Zwar lässt sich das Leder auch in FIFA in wunderbaren Winkeln spielen, aber PES 2011 hat hier meiner Meinung nach die perfekte Mischung aus Spieler-Unterstützung und Freiheit abgeliefert. Anders als im EA-Produkt ist dies eine universelle Lösung für Pässe und Schüsse, auf die sich alle, die im PES-Boot sitzen, einigen müssen: Keine Zitterpartie mehr, nur weil man als ambitionierter "Manuell"-Spieler Angst haben muss, von einem "Auto"-Noob mit (Alb-)Traumtoren aus allen Lagen vom Platz gefegt zu werden.
Gerade bei den Steilpässen ist dieses System ein wahrer Traum. Es ist guten Mittelfeldspielern mit der gebotenen Übersicht durchaus möglich, 40-Meter-Pässe durch eine Gasse quer über das Feld in den Lauf eines Flügelstürmers zu schlitzen. Was mir angesichts der gesteigerten Initiative meiner Bremer Mitspieler auch schon mehrmals gelungen ist. PES mag nicht großartig seine Kleider gewechselt haben, wenn man aber spielt, merkt man, dass in ihnen nun ein anderes, besseres Spiel steckt, das einem die Magnetpässe der früheren Ausgabe wie einen schlechten Scherz vorkommen lässt. Damals war eben doch nicht alles besser.
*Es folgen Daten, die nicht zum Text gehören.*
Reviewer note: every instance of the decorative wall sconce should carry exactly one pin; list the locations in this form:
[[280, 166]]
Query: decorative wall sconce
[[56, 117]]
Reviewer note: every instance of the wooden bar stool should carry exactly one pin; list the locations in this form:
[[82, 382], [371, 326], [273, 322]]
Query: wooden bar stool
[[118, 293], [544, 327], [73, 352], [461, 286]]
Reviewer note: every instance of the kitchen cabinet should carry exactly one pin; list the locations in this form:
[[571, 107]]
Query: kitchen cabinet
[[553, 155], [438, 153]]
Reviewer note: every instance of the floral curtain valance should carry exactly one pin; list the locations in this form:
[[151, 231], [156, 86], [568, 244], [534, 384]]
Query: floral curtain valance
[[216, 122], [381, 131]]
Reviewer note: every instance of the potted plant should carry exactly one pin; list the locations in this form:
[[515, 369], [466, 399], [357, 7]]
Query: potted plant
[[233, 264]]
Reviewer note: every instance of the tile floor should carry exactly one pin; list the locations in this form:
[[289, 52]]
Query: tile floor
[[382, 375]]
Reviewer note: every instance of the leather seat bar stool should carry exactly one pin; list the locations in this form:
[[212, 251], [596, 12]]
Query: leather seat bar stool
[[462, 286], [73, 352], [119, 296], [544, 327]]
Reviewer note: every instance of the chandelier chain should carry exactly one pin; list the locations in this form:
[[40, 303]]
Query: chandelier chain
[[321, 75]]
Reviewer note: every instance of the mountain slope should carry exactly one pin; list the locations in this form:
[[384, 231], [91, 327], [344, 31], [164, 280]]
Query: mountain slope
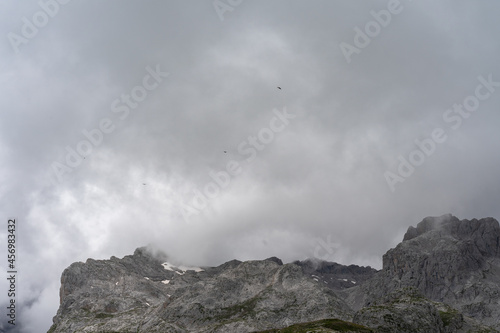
[[443, 277]]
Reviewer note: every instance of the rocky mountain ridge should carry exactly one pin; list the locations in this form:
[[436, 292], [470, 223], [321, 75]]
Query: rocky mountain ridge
[[443, 277]]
Die Qualitäten, die PES allerdings bis zum Schluss ausgemacht haben, wurden für das neue Jahr dem gebotenen Feintuning unterzogen. Dank der neuen Animations-Übergänge und Laufrichtungen bearbeiten die Spieler den Ball bei Dribblings nun intensiver, machen mehr Ballberührungen, rempeln und stolpern nachvollziehbarer und schenken dem Spieler dadurch besseres Feedback über seine Aktionen. Die Referenz-Ballphysik tut ihr übriges dazu. Wenn selbst der Spin des Leders zwischen zwei Bodenkontakten den weiteren Weg der Kulle fast unsicht- aber doch nachvollziehbar beeinflusst. Nach wie vor fliegen die fein dosierbaren Schüsse hier besser, satter und einleuchtender als auf dem Platz nebenan (dabei bleibe ich nach wie vor), was durch die tollen Ballgeräusche noch unterstützt wird.
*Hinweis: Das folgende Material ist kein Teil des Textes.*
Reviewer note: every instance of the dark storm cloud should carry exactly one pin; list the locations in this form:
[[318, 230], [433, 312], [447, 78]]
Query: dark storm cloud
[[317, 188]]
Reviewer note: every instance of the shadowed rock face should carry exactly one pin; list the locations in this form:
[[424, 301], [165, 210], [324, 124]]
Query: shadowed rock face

Durch die Physik werden auch wunderbar irre Situationen möglich, die durch und durch PES "sind". Etwa, wenn man mit einem Distanzschuss aus 35 Metern einen einsamen Mitspieler, der es für eine gute Idee hielt, für ein Zuspiel vors Tor zu schneiden, von den Beinen holt, als hätte jemand eine schlafende Kuh nach ihm geworfen. Wahnsinnige, aber doch irgendwie echte Abpraller treiben euch im 16er den Schweiß auf die Stirn und wenn ihr einmal einen Keeper dabei beobachtet habt, wie er einen gerettet geglaubten Ball mit dem Hinterteil über die eigene Torlinie befördert, der weiß: Das ist einfach Fußball.